Entering Competition for the First Time

Entering competition for the first time can feel like a really difficult thing to do. How do I find all the information I need? Is my work good enough? How should I set up my case? What are the Judges looking for? These and other questions may seem so difficult that you don’t even start. Don’t let the questions keep you from this fun side of our hobby.

The rules and much exhibiting information is readily available in the AFMS Uniform Rules, a document that is available to anyone on the AFMS web site free or for a small fee from Pat LaRue. Your club Director or club shop may have a copy. If one of your club members has entered competition or is a Judge, they may have a copy they can lend you (or, better yet, they would probably be happy to help you get the information you need). Anticipate needing some help interpreting the rules; even experienced Judges sometimes have problems.

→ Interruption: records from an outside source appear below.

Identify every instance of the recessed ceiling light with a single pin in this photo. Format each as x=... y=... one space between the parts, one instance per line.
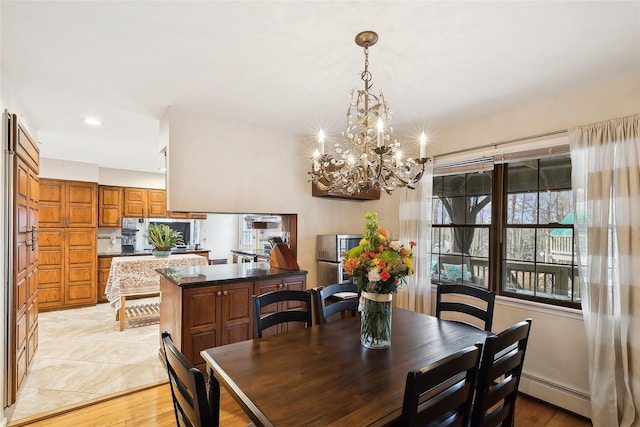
x=92 y=121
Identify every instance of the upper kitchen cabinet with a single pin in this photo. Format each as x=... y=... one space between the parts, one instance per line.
x=144 y=203
x=109 y=206
x=68 y=203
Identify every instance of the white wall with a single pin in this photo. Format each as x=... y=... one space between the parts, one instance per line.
x=218 y=165
x=220 y=233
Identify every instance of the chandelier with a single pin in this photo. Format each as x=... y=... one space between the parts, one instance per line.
x=367 y=157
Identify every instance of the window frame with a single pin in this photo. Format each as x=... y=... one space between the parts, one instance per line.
x=497 y=242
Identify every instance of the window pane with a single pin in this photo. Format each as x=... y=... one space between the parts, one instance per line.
x=555 y=173
x=520 y=244
x=438 y=209
x=479 y=210
x=522 y=176
x=522 y=208
x=479 y=183
x=555 y=206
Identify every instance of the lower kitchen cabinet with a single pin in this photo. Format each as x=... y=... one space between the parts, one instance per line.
x=205 y=314
x=67 y=271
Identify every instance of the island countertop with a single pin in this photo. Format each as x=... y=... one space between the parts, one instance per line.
x=188 y=277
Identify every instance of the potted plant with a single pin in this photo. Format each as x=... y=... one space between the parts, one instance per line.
x=163 y=238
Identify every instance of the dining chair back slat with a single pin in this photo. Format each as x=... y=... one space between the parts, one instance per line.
x=499 y=376
x=441 y=394
x=480 y=306
x=264 y=321
x=328 y=304
x=192 y=406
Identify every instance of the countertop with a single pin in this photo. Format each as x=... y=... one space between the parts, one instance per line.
x=149 y=252
x=224 y=273
x=255 y=253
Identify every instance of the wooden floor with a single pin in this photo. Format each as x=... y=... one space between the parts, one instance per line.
x=151 y=406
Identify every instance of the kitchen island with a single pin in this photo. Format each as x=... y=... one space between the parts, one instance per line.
x=104 y=265
x=209 y=306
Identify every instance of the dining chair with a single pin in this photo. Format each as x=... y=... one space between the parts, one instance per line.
x=499 y=376
x=191 y=404
x=441 y=394
x=337 y=298
x=282 y=315
x=467 y=300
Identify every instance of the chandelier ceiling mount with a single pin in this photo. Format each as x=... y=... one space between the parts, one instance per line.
x=367 y=156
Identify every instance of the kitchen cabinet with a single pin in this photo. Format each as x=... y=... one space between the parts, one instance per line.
x=214 y=306
x=67 y=267
x=293 y=283
x=67 y=244
x=110 y=206
x=185 y=215
x=144 y=203
x=209 y=316
x=67 y=203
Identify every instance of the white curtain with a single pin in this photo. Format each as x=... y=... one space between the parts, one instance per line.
x=415 y=224
x=605 y=159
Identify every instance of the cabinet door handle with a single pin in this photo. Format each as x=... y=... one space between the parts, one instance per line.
x=33 y=243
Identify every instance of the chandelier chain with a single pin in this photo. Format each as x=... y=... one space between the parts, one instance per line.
x=367 y=157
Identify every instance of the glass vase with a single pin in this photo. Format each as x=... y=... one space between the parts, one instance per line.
x=375 y=327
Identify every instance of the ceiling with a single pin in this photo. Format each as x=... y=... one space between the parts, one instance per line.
x=291 y=65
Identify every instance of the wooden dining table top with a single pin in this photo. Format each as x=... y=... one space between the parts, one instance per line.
x=322 y=375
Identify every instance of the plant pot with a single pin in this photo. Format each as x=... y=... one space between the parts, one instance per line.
x=375 y=327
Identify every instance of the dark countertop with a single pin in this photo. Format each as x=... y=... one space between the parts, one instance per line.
x=255 y=253
x=224 y=273
x=149 y=252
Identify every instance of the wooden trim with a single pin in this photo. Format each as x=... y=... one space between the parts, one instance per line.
x=85 y=403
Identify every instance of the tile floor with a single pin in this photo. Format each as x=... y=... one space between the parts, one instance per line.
x=82 y=355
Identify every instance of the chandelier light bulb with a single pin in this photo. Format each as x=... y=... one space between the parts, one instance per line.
x=423 y=146
x=321 y=142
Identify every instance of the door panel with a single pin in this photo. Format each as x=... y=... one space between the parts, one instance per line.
x=22 y=329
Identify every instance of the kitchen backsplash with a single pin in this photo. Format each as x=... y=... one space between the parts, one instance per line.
x=109 y=240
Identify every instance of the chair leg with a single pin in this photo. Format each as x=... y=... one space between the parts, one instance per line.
x=121 y=312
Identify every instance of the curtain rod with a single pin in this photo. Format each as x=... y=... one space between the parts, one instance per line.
x=497 y=144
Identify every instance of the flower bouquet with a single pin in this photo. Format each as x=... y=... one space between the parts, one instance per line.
x=379 y=264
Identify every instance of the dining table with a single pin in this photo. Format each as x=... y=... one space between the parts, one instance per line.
x=322 y=375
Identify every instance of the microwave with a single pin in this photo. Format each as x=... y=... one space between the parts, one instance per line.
x=331 y=247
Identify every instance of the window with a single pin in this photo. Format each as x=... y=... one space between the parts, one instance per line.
x=509 y=229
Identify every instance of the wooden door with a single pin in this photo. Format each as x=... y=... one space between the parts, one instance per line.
x=81 y=204
x=22 y=330
x=52 y=203
x=157 y=203
x=109 y=206
x=51 y=271
x=81 y=266
x=135 y=202
x=237 y=321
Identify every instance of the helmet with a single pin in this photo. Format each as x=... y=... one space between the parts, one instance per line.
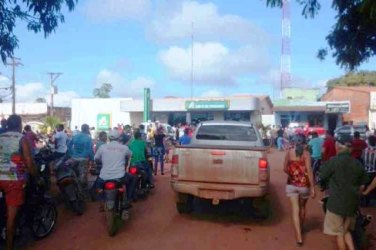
x=113 y=134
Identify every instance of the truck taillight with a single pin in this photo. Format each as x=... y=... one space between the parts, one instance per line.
x=263 y=163
x=174 y=166
x=263 y=170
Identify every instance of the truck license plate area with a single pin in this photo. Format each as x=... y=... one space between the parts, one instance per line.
x=216 y=194
x=217 y=161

I think one thing that keeps many people from competing is the feeling that they don’t have a good enough piece of work. Well, maybe you do and maybe you don’t. Don’t let that stop you, there were probably a lot of things you didn’t know how to do before you went to school; think of competition as just another form of school.

There are three levels of competition: Novice, Advanced, and Master. Pick the level that you think best applies to you. Do your best workmanship and showmanship; get the best advice you can from those around you, and enter your work. Expect that the Judges will find some problems with your case, but also expect that they will give you written information about your case and how to improve it. There is a Judge-Exhibitor meeting on Saturday around noon. Go to the meeting; talk to the Judges about your case and listen to their comments about how to improve your display. Use the information to improve your exhibit and bring it back next year.

It can sometimes be hard to understand that no matter how good your work is, it must conform to the rules the Judges use to judge your case. You may have a perfect “widget”, but if the rules say it is “out of class” don’t put it in or enter in another class where it is allowed.

Don’t think that the only reason you are going into competition is to get a trophy. The trophy is your reward for your hard work. The larger benefit comes to you and your club when you show your work back in your own show. Look around your own show; you may be surprised to find out how many of the best displays have been past winners or are by people that have won with other displays.